黎源站在周既明身侧,眼底闪着八卦的光。
“我说,你前妻看着一副温温软软的模样,没想到‘战斗力’这么猛啊!”他边说边咂了咂嘴,仿佛还在回味,“这要是搁我家,绝对是我妈的左膀右臂,老爷子外面养的那几个,还不得被她收拾得服服帖帖……”
“你放心。”周既明冷冰冰地打断他,眼皮都没抬一下,“就算这世上的男人都死绝了,她也不会找你当老公!”
说完,头也不回,迈开长腿就朝前走。
黎源赶紧追了上去,语气里带着几分不满,“周既明,你还是不是哥们了?上次在“午夜”,要不是我灵机一动扎破她的车胎,你能有机会送她回家?”
前面的人骤然停步,转过身睨了他一眼。
“你不提我还忘了。
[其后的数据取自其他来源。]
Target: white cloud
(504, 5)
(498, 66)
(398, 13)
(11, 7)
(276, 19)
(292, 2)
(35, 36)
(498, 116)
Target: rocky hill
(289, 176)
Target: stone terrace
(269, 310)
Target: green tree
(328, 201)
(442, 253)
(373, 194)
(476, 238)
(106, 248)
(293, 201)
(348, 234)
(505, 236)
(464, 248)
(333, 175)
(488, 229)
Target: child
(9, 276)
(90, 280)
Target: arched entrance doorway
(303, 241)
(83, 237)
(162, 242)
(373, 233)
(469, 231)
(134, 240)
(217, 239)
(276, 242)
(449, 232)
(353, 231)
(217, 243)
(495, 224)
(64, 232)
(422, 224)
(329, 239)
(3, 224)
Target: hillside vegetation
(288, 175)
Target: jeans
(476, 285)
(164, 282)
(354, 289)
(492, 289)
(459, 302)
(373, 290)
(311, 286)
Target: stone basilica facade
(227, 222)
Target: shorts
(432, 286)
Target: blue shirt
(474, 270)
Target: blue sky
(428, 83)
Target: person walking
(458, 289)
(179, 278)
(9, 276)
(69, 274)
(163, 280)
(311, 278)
”周既明声音凉薄,一脸认真,“修车的费用记得打给我,一共两万五。”
“两万五?!你抢钱啊!”黎源顿时叫屈,脸都皱成一团,“我那可都是为了帮你!”
周既明从鼻子里哼出一声,唇角勾起一道冷弧,“我不抢钱,我明着要!”
说话间,前方的三个人也听到了后面的说话声。
“哥,你怎么才出来,我都等你半天了。”周时蔚小跑着扑到周既明身上,小声说道,“刚刚碰到大嫂了,给大伯母和二嫂好一顿呛。大伯母正气着呢,你别撞了枪口。”
周既明低低地“嗯”了一声,目光落在前方深情肃然的妇人身上,”妈。”
林宁只冷淡地应了一声,脸色仍旧像蒙了一层霜似的,眉宇间拧着不悦,连眼风都未曾多动一下。
一旁的阮茵茵一见到周既明,未散尽的委屈立刻又涌了上来,眼圈微微泛红,声音也添上了几分颤意。
“大哥,你来得正好……方才遇见覃苗苗了,我不过就跟她寒暄了几句,她连一句好话都没有,连大伯母都给她呛的直怄气……以前还在家里时,还没觉得她是这样的人,现在倒好,一点往日情分都不顾了,说话句句带刺……”
“她已经不是周家的儿媳妇了,还需要给你留什么情面?”
周既明语气平静,脸色却越发寒凉,“况且,就算她还是周家的人,对你——也不需要留什么情面!”
一句话,不轻不重,却把阮茵茵怼的目瞪口呆,准备好的满腹说辞全都冻在了舌尖。她嘴唇微微翕动,一时竟半个字也吐不出来。
她平时与这位周家长房的大哥交往并不多。
她的丈夫周嘉明,不过是二房的长子,在家族中素来是个边缘自由人,整日里除了醉心于吃喝玩乐,那些真正紧要的家族事务,是半点也沾不上边儿。
因此,她同周既明见面的次数屈指可数。
印象里,这位大哥永远是一副温文尔雅,客客气气的模样,何曾有过这样直白的教训?
跟着周既明的几个人都是圈子里的公子哥,阮茵茵顿时觉得脸上火辣辣的,那点儿想借着林宁的势抹黑覃苗苗的小算盘顿时碎的七零八落。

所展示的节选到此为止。